Copyright statutes generally aren’t specific about how long something needs to be before it’s copyrightable; this is left to the interpretation of the judiciary. In the USA, it’s unlikely that drad dog would be able to successfully assert copyright over his OP. But as I discuss in another thread here, under a proposed EU directive, a sentence that short might be copyrightable in certain circumstances. (Specifically, if the SDMB, as a website run by the Chicago Reader, were considered a news site, and some third party quoted the OP when hyperlinking to it.)
I said it wasn’t a short phrase. If someone were to respond to a post with “This” and nothing more, it’s probably not copyrightable.
The point is that a short phrase tends not to be original. All those posts with Monty Python references are not copyrightable because they’re aren’t original. Paraphrases or parodies of them, just as short, probably would be. No listing of what short phrases aren’t copyrightable exists, of course. Virtually no such cases make it to court, either.
However, here’s a good article that discusses the legal nuances.
Why wouldn’t the OP be copyrightable? It’s certainly original expression.
And could we keep the discussion of legal issues to U.S. law if that is the question in the OP? It’s hard enough to give people advice on that without dragging in potential nitpicks about outside law.
For the same reason GreysonCarlisle gave for his example. A single short sentence might not pass the bar of creativity, at least according to some legal practitioners. (As a linguist I had to look into this matter recently when deciding whether or how to release a data set of one-liner jokes I had compiled. There is disagreement over whether or not a one-liner is creative enough to be copyrightable; one legal opinion I read described them as an edge case.)
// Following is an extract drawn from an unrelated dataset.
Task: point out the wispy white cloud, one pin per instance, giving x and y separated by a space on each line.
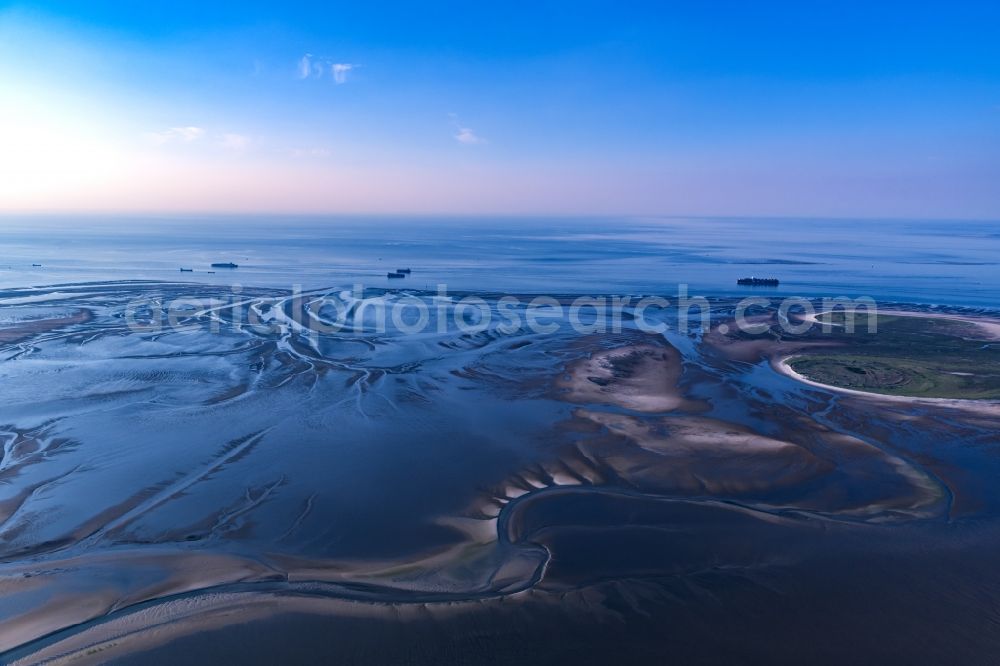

The OP’s question has already been definitively answered for the general case (by you, no less), and he doesn’t say one way or another what jurisdiction he’s talking about. I think a discussion of exceptions and edge cases brings value to what would otherwise be a dead thread.
ETA: If the OP disagrees I’ll gladly stop.
OK. I strongly disagree, though. My personal feeling is that irrelevant nitpicks just confuse everybody. They should be discussed somewhere other than GQ.
I’ll also leave it to the OP if he comes back.
My hovercraft is full of nuances.
Just an anecdote, but it relates to the “short phrase” concept.
I was involved in a minor copyright dispute in the 1970’s. A songwriter wrote a song that was mostly instrumental, but in the last chorus, a gospel-type choir sang over and over, “Feelin’ the spirit…feelin’ the spirit…”
It was filed with the US copyright office as “Words and music by _____”. the examiner kicked it back with the comment, “Insufficient lyrics to credit the songwriter with ‘words by’.”
I suspect this was at the examiner’s discretion. The music publisher didn’t argue, just refiled it without any lyric credit. Perhaps another examiner would have OKed it.
I think the intention with the pun in the name was “I want to the-opposite-of-copyright my work, so that it is guaranteed permanently free even if modified”.
You have to admit, three words is not a long poem.